Octavia and Other Poems
Author: Naomi Long Madgett
Illustrator: Leisa Duskin
Publisher: Third World Press (1988)
Born in Norfolk, Virginia, poet and publisher Naomi Cornelia Long Madgett grew up in East Orange, New Jersey. When she was 13, her family moved to St. Louis. She earned a BA at Virginia State University (then Virginia State College), an M.Ed. at Wayne State University, and a PhD at Greenwich University. In her poetry, influenced by the work of Emily Dickinson, John Keats, and Langston Hughes, Madgett often engaged themes of civil rights and African American spirituality. She was the author of numerous collections of poetry, including One and the Many (1956), Exits and Entrances (1978), and Octavia and Other Poems (1988, reissued and expanded in 2002).
Mentored by poet Langston Hughes, Madgett moved to Detroit in 1946. In the 1960s, she joined a group of African American writers who met regularly at Boone House, including Margaret Danner, Dudley Randall, and Oliver LaGrone. In 1972, Madgett founded Lotus Press. She edited the anthology Adam of Ifé: Black Women in Praise of Black Men (1992), and her own work was included in the anthologies The Poetry of the Negro, 1746–1949 (1949, edited by Langston Hughes) and Ten: Anthology of Detroit Poets (1968, edited by Oliver LaGrone).

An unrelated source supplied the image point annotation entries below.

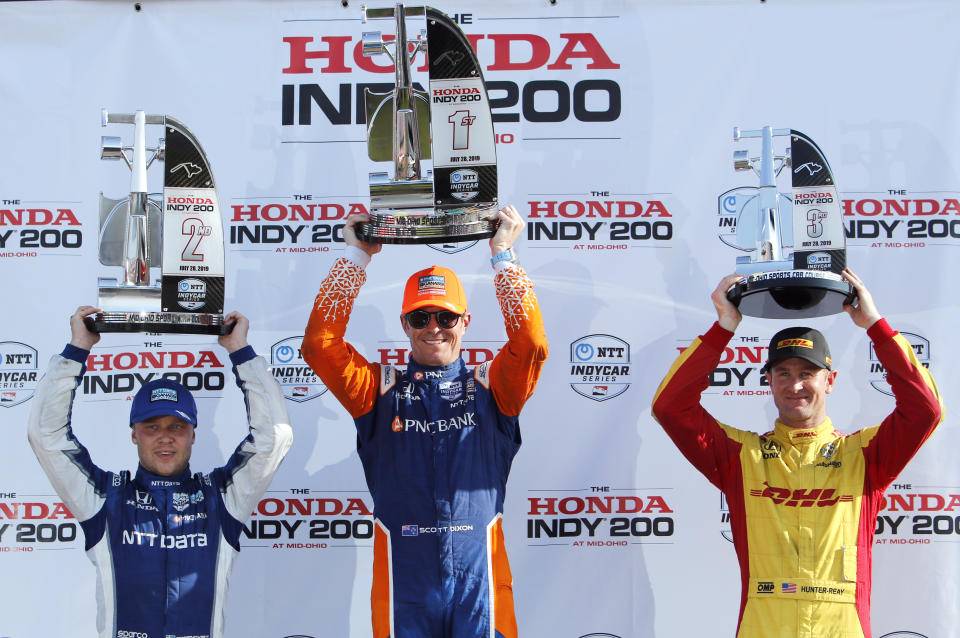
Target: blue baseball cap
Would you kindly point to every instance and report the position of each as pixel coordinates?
(162, 397)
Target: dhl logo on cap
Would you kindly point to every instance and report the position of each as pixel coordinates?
(788, 343)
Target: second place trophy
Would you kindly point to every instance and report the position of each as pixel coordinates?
(180, 232)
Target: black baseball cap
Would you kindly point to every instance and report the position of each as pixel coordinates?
(805, 343)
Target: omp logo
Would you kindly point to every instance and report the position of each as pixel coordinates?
(297, 380)
(770, 448)
(18, 373)
(877, 374)
(801, 498)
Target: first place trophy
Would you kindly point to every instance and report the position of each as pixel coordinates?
(779, 283)
(457, 200)
(181, 233)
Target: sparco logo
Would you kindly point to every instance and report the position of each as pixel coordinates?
(28, 232)
(297, 379)
(878, 376)
(600, 366)
(18, 373)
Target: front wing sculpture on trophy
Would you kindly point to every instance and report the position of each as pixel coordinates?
(182, 234)
(782, 284)
(458, 198)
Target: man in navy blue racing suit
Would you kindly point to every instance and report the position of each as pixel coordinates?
(163, 540)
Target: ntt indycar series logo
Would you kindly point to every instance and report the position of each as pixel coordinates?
(600, 366)
(878, 376)
(18, 373)
(191, 294)
(296, 378)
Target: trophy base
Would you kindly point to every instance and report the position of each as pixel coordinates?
(165, 322)
(791, 294)
(427, 228)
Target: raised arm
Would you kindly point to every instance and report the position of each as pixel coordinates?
(250, 469)
(676, 404)
(919, 407)
(516, 368)
(348, 375)
(79, 483)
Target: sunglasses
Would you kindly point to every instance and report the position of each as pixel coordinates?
(420, 319)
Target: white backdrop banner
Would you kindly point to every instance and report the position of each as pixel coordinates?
(614, 123)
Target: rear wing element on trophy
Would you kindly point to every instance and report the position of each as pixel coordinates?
(779, 283)
(458, 198)
(181, 234)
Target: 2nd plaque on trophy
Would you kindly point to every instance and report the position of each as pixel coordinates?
(450, 125)
(180, 233)
(796, 241)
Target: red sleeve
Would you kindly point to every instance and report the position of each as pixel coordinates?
(676, 407)
(918, 410)
(516, 368)
(350, 377)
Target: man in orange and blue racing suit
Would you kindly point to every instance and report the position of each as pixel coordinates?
(803, 497)
(436, 440)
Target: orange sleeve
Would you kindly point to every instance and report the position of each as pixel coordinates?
(516, 368)
(351, 378)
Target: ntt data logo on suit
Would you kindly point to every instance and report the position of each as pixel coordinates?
(296, 378)
(18, 373)
(878, 376)
(600, 366)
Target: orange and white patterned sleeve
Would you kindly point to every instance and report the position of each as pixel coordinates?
(348, 375)
(516, 368)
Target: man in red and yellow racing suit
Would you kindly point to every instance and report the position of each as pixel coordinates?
(803, 498)
(436, 440)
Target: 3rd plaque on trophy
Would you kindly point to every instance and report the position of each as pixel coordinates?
(450, 124)
(180, 234)
(796, 240)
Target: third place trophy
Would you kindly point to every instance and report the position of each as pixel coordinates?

Madgett was named Detroit poet laureate in 2001. Additional honors included a Michigan Artist Award, an American Book Award from the Before Columbus Foundation, a George Kent Award, and recognition in the Michigan Women’s Hall of Fame. The documentary film Star by Star: Naomi Long Madgett, Poet & Publisher was made by David B. Schock and released in 2011. Kathy Vander’s 1997 film A Poet’s Voice combines a selection of Madgett’s poetry with paintings made by Detroit artists.
Madgett taught at Northwestern High School and at Eastern Michigan University. A selection of her papers, documenting her poetry career and the history of Lotus Press, is held by the University of Michigan’s Special Collections Library. She died on November 4, 2020.